Here is just a taste of the quality of the description.  Verbena explains why she won't attend this year's Fourth of July barbecue:

Annie and I had always watched the fireworks together, lying on our backs on an old blue bedspread. We would each hold our breath in anticipation as the rockets shot up, then whoop and shriek as they exploded into patterns we gave names to, like waterfall, curly fry, and dandelion puff. I had never missed a Fourth of July celebration in my life, but I'd already made up my mind that I wasn't going that year. I knew the old blue bedspread would feel as big as the ocean without Annie lying beside me. (p. 57)

I can imagine not only the happiness of past holiday celebrations, but also Verbena's feelings of abandonment and loneliness now that those happy times are past.

I also absolutely loved the scenes where Verbena meets and befriends Pooch, the neighbor boy vacationing in a nearby house.

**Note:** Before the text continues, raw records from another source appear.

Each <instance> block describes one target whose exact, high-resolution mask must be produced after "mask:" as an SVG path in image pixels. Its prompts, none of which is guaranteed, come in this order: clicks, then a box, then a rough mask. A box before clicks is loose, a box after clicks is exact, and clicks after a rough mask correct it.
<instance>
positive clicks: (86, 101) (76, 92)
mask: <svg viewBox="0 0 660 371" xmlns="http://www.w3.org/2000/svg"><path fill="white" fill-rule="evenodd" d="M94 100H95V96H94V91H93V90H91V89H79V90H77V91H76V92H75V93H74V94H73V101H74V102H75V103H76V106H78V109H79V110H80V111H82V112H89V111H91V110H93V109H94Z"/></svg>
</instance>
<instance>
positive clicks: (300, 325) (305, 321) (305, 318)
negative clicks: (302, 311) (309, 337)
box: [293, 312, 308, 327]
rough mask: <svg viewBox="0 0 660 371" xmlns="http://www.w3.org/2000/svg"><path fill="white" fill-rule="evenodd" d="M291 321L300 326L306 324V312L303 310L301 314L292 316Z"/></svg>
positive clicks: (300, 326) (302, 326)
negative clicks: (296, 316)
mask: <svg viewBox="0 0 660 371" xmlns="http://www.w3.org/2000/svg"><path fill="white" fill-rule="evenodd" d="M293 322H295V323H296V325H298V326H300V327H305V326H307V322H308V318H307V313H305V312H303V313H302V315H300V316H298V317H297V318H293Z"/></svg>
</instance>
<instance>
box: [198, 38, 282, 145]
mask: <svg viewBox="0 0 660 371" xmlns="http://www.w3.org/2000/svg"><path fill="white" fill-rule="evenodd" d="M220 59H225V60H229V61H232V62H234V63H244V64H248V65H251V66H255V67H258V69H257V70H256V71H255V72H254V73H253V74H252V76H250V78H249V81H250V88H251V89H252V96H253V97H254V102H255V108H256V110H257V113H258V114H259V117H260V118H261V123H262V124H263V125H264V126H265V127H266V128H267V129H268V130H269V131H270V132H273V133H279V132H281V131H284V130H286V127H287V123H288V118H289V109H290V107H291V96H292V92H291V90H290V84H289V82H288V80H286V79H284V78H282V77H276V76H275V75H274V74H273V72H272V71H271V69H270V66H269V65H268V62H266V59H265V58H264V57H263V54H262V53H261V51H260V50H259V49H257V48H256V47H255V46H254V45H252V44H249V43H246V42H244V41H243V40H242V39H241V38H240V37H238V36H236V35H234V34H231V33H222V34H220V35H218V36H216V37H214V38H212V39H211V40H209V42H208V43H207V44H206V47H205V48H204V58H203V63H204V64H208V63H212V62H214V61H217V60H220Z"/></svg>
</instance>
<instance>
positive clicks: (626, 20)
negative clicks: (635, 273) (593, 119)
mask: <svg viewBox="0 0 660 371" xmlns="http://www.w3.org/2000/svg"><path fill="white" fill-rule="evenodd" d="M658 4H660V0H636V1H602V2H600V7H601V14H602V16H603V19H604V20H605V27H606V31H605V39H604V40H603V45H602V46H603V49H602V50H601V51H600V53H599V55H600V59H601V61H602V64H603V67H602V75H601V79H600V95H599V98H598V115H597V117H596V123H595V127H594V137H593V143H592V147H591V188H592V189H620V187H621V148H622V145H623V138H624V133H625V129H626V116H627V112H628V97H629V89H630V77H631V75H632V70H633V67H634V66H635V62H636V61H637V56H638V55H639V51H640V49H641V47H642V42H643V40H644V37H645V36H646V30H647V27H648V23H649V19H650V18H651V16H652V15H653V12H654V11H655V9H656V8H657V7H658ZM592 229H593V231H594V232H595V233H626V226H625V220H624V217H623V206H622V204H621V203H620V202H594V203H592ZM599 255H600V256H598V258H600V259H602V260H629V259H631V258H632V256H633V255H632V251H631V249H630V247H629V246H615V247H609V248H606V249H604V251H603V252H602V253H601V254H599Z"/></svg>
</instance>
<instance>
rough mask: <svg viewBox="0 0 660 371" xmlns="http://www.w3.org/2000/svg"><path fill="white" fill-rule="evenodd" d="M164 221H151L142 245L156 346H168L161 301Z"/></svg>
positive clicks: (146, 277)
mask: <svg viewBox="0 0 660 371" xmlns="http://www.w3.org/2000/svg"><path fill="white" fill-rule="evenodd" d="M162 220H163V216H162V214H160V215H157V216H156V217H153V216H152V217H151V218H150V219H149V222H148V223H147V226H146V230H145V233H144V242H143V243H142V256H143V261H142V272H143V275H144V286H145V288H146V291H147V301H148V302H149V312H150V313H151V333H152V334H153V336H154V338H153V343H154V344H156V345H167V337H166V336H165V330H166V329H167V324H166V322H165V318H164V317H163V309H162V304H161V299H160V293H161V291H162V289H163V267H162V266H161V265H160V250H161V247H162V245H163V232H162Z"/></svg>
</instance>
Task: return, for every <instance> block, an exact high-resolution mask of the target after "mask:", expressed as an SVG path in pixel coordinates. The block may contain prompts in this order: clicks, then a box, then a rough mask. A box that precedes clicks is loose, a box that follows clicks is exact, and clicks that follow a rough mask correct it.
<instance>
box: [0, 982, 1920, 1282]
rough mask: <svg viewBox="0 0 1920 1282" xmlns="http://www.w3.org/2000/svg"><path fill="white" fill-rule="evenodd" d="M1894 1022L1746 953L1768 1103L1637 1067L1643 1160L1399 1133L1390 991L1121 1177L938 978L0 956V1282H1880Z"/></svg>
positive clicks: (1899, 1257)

They reminded me so much of Jennifer and Elizabeth's friendship in Jennifer, Hecate, Macbeth, William McKinley, and Me, Elizabeth, right down to the faux supernatural elements.

This is a quiet book, and it's realistic fiction, which isn't all that popular these days, but I really like it, and I hope I'll be able to recommend it to at least a few kids in my library.

I borrowed As Simple As It Seems from my local public library.